Vazgeçilebilir mi? Oldu bittiye getirip yüreğinden silebilir misin yaşananları? Ya da izlerini vücudundan? Durabilir misin onca şeyi düşünmeden, tekrar tekrar hayal edemeden?
Ah Ali! Ah Mavi! ‘’Oldu mu şimdi bu!’’ bütün bir bölüm boyunca en çok kullandığım cümleydi herhalde. ‘’Birbirimizin evi oluruz,’’ dedikten iki hafta sonra ‘’yoluma bakarım,’’ demek. Yakışmadı uzaydaki çocuk. Sizin uzayınızda böyle şeylere yer verilmemeliydi. Selin’e hep destek, tam destek modundayken birden fark ettim ki aslında Ali de haklı. Kendine göre tabii ki. ‘’Cesaretin var mı benimle oynamaya?’’ diyen Selin’e n’oldu? Nereye gitti o kız? Biz de biliyoruz, olacak iş değil ama son birkaç bölümdür gördük ki istediğiniz zaman gayet oluyor. Siz değil misiniz Sevilay’ın evinde birlikte uyuyan? Sen değil misin Selin Maviş’in yaralarına dokunan, saran? O çatıda ‘’Gitme o zaman,’’ diyen kız nereye kayboldu? Sen İzmir kızısın tatlım, sen Güneş’in kızısın. Azıcık itelesen çıkmaz mı o içindeki efe? Gelmez mi bi cesaret? Hadi yüreğim ha gayret, diye gidemez misin Aliş’e?

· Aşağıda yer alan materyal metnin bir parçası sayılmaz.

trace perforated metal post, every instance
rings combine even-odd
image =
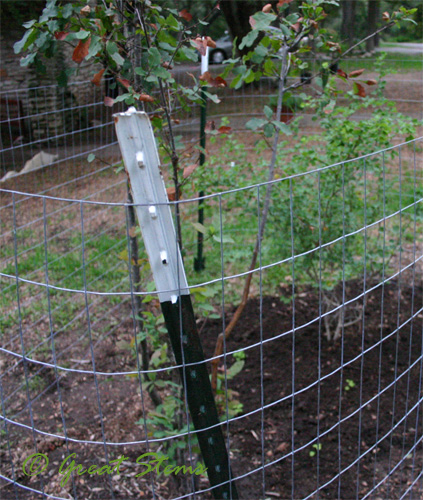
[[[138,220],[213,495],[237,499],[222,428],[198,335],[172,214],[146,113],[114,115]],[[206,429],[206,430],[203,430]]]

Yazının buraya kadar olan kısmını o son sahneyi izleyene kadar yazmıştım. Selin belki deneyelim demeye gitmedi ama ne olursa olsun yaralarını sarmalıyım diye düşünüp gitti Ali’ye. Sonuç hüsran.

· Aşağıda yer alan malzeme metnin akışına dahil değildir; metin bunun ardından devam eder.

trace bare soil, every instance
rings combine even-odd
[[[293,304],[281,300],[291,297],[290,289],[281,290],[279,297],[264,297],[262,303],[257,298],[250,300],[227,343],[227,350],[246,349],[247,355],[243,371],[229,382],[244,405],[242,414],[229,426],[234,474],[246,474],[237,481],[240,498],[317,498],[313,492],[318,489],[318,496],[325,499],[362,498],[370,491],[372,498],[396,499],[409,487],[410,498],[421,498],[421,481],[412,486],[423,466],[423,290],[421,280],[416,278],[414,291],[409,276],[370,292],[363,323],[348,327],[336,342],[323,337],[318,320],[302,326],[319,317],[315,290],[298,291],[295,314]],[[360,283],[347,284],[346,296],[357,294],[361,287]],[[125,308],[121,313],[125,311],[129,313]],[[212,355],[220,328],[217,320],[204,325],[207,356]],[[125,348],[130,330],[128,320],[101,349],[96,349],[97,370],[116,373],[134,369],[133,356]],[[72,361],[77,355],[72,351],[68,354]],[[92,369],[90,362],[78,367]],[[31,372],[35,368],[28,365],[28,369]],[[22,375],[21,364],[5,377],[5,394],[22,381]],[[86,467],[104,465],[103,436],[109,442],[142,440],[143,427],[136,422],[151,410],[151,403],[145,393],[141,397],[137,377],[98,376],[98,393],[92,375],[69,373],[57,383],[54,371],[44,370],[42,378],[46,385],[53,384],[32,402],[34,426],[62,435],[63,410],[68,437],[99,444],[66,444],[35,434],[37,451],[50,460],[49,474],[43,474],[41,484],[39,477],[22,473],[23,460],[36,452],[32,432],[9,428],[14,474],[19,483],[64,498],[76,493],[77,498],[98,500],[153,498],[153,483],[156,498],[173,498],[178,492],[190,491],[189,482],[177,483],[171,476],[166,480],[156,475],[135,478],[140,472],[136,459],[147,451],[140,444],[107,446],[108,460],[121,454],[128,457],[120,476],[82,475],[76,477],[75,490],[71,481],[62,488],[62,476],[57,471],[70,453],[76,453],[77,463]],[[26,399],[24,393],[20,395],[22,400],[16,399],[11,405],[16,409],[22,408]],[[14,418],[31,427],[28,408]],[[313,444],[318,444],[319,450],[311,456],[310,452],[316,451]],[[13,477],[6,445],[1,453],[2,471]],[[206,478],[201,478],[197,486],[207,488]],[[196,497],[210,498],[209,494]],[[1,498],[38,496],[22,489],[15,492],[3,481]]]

Yine olmadı Ali. Yine olmadı, boşluğunu Elif’le doldurabileceğini düşünmek. Olmadı. Elif demişken Emre’nin bu işte bir parmağı olduğunu düşünen bir tek ben miyim? Telefonun diğer ucundakinin Emre olması çok da uzak ihtimal değil, benden söylemesi. Elif’le yeni tanıştık, benim ona kredim 10 üzerinden 5. Yaptıkları veya yapmadıklarıyla azalabilir de çoğalabilir de hesap. İçimde bir yerler çoğalacağını söylüyor. Yalan söylemeyi çok da beceremeyen biri nereye kadar devam ettirebilir ki oyununu? Göreceğiz.